Of course, such exuberance couldn't escape unnoticed. As the Influenza began to ebb away in late 1937, the relentless freedom of the Parisian night became a battlefield. Famously the Golden Frond was raided by police in January 1938, clubbers arrested. The backlash orientated itself around socialist principles - homosexuals were "inherently selfish" one writer in the Bordeaux Comrade argued. How could they contribute to a society they felt no long-term stake in? Unlike in other states where homosexuality remained a criminal offence, however, in the Commune gay men and women felt secure enough to argue back. 'There is no litmus test for fidelity to the Republic' wrote one female artillery officer in a widely shared letter published original in Cri du Peuple. 'I am a veteran, a trade unionist, a blood donor, a former Comrades youth leader, and a lesbian. None of this is incompatible to a Socialist Republic'.

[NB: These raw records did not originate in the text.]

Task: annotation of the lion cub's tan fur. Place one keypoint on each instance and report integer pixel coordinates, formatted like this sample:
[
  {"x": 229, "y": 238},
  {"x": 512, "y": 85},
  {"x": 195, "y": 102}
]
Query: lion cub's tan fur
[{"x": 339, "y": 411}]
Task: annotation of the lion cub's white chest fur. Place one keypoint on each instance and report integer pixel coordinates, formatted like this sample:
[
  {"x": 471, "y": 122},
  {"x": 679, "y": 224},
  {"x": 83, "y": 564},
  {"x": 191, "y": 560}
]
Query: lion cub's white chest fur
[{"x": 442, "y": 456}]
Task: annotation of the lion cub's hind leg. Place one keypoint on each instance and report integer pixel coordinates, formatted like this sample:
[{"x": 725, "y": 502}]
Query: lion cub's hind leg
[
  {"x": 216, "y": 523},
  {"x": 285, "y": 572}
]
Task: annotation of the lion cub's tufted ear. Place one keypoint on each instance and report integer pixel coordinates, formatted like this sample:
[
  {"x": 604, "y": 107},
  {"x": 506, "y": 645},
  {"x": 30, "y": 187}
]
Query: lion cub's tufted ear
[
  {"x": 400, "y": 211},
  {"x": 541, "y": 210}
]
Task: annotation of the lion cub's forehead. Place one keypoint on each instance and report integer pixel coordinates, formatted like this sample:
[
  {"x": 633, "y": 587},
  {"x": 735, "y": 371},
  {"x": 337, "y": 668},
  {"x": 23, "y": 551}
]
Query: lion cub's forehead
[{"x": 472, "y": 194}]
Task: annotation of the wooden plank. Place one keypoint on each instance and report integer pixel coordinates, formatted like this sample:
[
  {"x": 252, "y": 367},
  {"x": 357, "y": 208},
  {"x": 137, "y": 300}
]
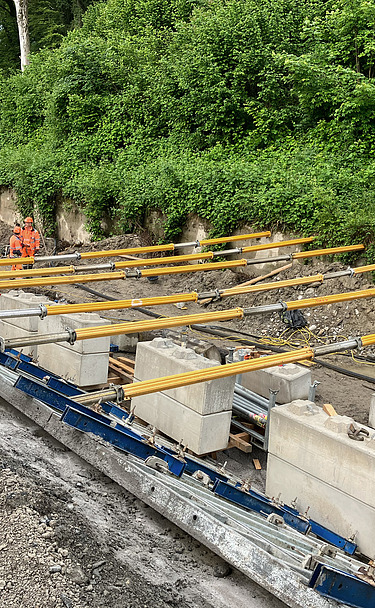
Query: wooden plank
[
  {"x": 240, "y": 441},
  {"x": 257, "y": 464},
  {"x": 126, "y": 361},
  {"x": 329, "y": 409}
]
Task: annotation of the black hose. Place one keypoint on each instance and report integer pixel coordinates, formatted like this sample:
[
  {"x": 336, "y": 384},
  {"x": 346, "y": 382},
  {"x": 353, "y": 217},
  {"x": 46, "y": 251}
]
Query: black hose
[{"x": 244, "y": 338}]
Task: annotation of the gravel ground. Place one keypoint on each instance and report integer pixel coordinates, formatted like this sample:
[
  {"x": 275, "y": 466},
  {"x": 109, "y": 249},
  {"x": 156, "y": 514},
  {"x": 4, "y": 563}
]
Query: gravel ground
[{"x": 72, "y": 538}]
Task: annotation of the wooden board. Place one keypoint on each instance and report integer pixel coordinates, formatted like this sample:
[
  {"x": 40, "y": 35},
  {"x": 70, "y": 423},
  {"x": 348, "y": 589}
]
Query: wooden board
[
  {"x": 240, "y": 441},
  {"x": 257, "y": 464}
]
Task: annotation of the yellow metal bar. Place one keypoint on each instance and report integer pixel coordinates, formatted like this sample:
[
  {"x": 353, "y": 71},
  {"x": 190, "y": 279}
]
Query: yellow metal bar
[
  {"x": 329, "y": 251},
  {"x": 360, "y": 269},
  {"x": 220, "y": 371},
  {"x": 333, "y": 299},
  {"x": 173, "y": 259},
  {"x": 139, "y": 326},
  {"x": 84, "y": 278},
  {"x": 230, "y": 239},
  {"x": 277, "y": 244},
  {"x": 233, "y": 291},
  {"x": 151, "y": 272},
  {"x": 63, "y": 309},
  {"x": 36, "y": 272},
  {"x": 129, "y": 251},
  {"x": 11, "y": 261}
]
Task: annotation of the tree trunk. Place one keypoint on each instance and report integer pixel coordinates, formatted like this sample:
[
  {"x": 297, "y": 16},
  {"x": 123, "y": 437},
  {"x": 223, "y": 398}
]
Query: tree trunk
[{"x": 23, "y": 31}]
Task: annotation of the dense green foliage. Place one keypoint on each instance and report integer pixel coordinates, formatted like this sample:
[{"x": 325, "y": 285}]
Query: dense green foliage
[{"x": 237, "y": 110}]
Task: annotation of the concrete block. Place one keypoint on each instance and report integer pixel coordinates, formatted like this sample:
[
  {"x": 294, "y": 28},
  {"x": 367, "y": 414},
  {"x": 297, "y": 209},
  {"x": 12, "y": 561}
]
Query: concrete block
[
  {"x": 312, "y": 457},
  {"x": 82, "y": 369},
  {"x": 326, "y": 453},
  {"x": 8, "y": 331},
  {"x": 201, "y": 434},
  {"x": 162, "y": 357},
  {"x": 371, "y": 419},
  {"x": 328, "y": 505},
  {"x": 292, "y": 381}
]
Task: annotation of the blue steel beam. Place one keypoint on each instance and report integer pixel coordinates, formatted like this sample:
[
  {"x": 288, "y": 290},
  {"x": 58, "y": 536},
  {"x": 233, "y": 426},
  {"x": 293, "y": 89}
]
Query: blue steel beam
[
  {"x": 256, "y": 502},
  {"x": 120, "y": 439},
  {"x": 342, "y": 587}
]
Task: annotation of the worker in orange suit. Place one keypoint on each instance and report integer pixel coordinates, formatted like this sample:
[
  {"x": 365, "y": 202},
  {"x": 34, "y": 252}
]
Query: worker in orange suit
[
  {"x": 16, "y": 244},
  {"x": 31, "y": 241}
]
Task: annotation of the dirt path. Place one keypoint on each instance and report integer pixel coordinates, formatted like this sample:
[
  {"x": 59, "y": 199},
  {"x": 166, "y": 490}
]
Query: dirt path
[{"x": 72, "y": 538}]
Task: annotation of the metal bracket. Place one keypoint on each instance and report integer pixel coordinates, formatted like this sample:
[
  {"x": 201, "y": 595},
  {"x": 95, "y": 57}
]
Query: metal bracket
[
  {"x": 157, "y": 464},
  {"x": 202, "y": 477},
  {"x": 43, "y": 311},
  {"x": 357, "y": 433},
  {"x": 120, "y": 395},
  {"x": 72, "y": 335}
]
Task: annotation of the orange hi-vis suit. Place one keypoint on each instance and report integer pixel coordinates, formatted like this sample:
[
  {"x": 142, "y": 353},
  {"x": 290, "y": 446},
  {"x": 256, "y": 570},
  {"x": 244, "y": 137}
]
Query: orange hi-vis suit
[
  {"x": 16, "y": 244},
  {"x": 31, "y": 242}
]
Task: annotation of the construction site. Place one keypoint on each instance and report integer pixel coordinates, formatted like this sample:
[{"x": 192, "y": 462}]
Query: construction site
[{"x": 189, "y": 423}]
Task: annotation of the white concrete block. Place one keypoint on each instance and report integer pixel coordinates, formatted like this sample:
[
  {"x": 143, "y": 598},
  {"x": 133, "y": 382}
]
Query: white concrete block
[
  {"x": 371, "y": 418},
  {"x": 331, "y": 507},
  {"x": 201, "y": 434},
  {"x": 312, "y": 457},
  {"x": 163, "y": 358},
  {"x": 83, "y": 370},
  {"x": 8, "y": 331},
  {"x": 310, "y": 441},
  {"x": 292, "y": 381}
]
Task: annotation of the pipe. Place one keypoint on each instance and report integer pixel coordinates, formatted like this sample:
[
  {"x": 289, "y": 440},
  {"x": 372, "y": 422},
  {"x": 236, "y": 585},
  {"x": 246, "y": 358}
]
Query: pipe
[
  {"x": 36, "y": 272},
  {"x": 11, "y": 261},
  {"x": 278, "y": 244},
  {"x": 23, "y": 283},
  {"x": 170, "y": 259},
  {"x": 162, "y": 323},
  {"x": 221, "y": 371},
  {"x": 189, "y": 297},
  {"x": 152, "y": 272},
  {"x": 329, "y": 251}
]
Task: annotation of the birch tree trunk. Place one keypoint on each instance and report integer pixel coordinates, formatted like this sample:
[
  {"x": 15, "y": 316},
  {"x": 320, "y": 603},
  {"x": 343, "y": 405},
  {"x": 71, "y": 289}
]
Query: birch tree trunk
[{"x": 23, "y": 31}]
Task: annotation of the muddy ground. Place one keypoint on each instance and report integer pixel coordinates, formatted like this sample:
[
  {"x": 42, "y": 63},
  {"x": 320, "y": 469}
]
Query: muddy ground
[{"x": 72, "y": 538}]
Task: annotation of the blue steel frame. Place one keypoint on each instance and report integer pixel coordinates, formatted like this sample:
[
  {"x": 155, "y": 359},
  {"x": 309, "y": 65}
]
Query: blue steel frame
[{"x": 342, "y": 587}]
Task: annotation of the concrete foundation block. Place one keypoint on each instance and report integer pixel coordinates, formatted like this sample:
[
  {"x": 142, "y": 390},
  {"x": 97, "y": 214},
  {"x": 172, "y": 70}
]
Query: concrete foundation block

The debate around homosexuality, ultimately resulting in some of the first laws protecting what we would now understand as Gay Rights in the early 1940s, is an interesting part of Gay History of France. But it also reveals two important larger issues. First, as historians have pointed out since, it was the first major debate in French society that did not relate directly or indirectly to the spreading of socialism or the revolution. 'It was' writes Laura O'Brian 'perhaps a sign that the Republique was entering a different, stable, phase in the late 1930s'. It also saw the first small step back into public life of a former titan of French Politics. Olivier Martel, former joint-leader of the Republique, partner of the missing Louise LaGrange, had recovered from a long bout of illness and captivity. Elected to local politics in his local war in Paris he was tireless in fighting first the Influenza and secondly the raid on the Golden Frond which, as former Chief of Police, he saw as entirely partisan and without legal standing. The return of such a major figure, even in such a small way, began to send ripples through Communard society.